If you’re answer to those question is YES so probably you’re ready to “level-up” with Dynamo!
I am not trying to scare you but because you said that you’re new both with Revit and Dynamo, probably you want to keep learning the Revit basics, than starting to create you’re first scripts in Dynamo. Otherwise you’ll find yourself struggling to understand each of the tools.
If I were you, I’ll focus on Revit first, via online training, books, blog posts, then Dynamo.
Anyway, this forum has plenty of examples and lots of professionals who will help you to solve the most common issues. The only thing to really understand a tool however, whatever it is, is to practice, and practice, and practice!
Hope this answer may help you, peace.
I’d go the other way with this. To learn Dynamo you only need to learn Dynamo. To learn Dynamo for Revit, or Dynamo for Civil 3D, or Dynamo for Alias, you ha w to have a strong background in the respective program. The biggest ‘miss’ I find overall though is that people aren’t familiar with the process, and that is really what they want to tackle. If you don’t know (and I mean really know) how to solve the problem you’re after manually then you shouldn’t be looking to automate or generate anything yet, but instead study the problem first.

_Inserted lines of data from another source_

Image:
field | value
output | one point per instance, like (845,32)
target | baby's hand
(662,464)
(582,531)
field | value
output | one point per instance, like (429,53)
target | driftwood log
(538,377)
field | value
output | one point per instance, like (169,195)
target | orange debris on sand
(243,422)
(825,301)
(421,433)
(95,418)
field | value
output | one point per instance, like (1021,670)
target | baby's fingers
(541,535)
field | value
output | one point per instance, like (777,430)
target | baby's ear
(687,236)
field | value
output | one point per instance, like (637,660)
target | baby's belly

I’ve been working with Dynamo for the past 5 years, starting from scratch and with very little Revit knowledge and I still think it is more important to me improving my Dynamo and other languages coding than learning Revit. Unless your focus is to use Dynamo for Revit on your everyday they are different softwares with many other possibilities, not just Revit-focused.
Dynamo is also a great way to learn Revit. But you do need to know at least the basics (probably a little more) of how Revit works in order to really benefit from Dynamo.

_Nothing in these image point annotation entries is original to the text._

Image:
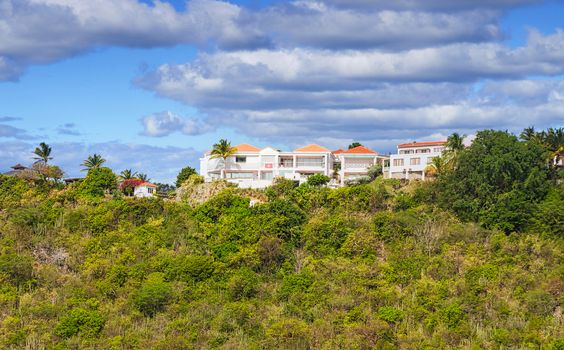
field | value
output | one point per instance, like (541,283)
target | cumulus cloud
(166,123)
(68,129)
(9,131)
(43,31)
(434,5)
(315,70)
(162,164)
(303,93)
(318,25)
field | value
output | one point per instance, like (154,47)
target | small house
(145,190)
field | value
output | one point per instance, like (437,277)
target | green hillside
(471,260)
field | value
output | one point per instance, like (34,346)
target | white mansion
(413,158)
(252,167)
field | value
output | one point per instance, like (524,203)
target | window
(266,175)
(240,175)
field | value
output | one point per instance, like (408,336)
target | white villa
(412,159)
(356,161)
(145,190)
(252,167)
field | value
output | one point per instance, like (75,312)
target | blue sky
(151,86)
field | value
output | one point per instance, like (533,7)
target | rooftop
(313,148)
(360,150)
(245,147)
(422,144)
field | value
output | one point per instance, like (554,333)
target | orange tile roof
(360,150)
(422,144)
(245,147)
(313,148)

- Learned Revit first (3-4 years of Revit use) Achieved an intermediate/advanced level of knowledge.
- this Might tick the Autodesker’s off, but I still think Dynamo’s main use case is within Revit, so having an understanding of Revit essentials is very important, pretty much what @Ernesto_Pellegrino’s Revit bullets state . (This only applies if Revit is your use-case of course!)
- Stumbled upon Dynamo in 2013. I opened it and closed it immediately because it scared me. I had no clue what to do and all the nodes turned red and all sorts of other disasters. (Primer, dictionary and forum were not really how they are today though)
- Attended AU2014 and took pretty much all Dynamo classes. What really enlightened me was @Marcello_Sgambelluri’s classes Practically Dynamo and Dynamo for Dummies. These classes showed parameter manipulation in Revit. Once I saw that it all clicked.
- Began making simple graphs that manipulated Revit data in 2015 and started trying to help out on here and sharing workflows.
- 2015-2019 - A whole lot of other learning with more to come!
@All: Thank you for your time, your comments are really helpful to me. The reason I started to learn Dynamo is that I really want to try the parametric design. There would be some really cool ideas with parametric design, which can not ( or not easy to ) get with traditional design tool ( like autocad, sketchup, revit…) So I want to know if there is a chance to create cool stuff in Dynamo when my Revit skill is just in basic level. Anw, thank all of you for your comments, I think I have my own answer .
i stumbled on Zach Kron’s website Buildz when i was working at a company that did airport design and logistics.
It was then that i saw this picture and wanted to model the roof.
One thing led to another and thats how i learned.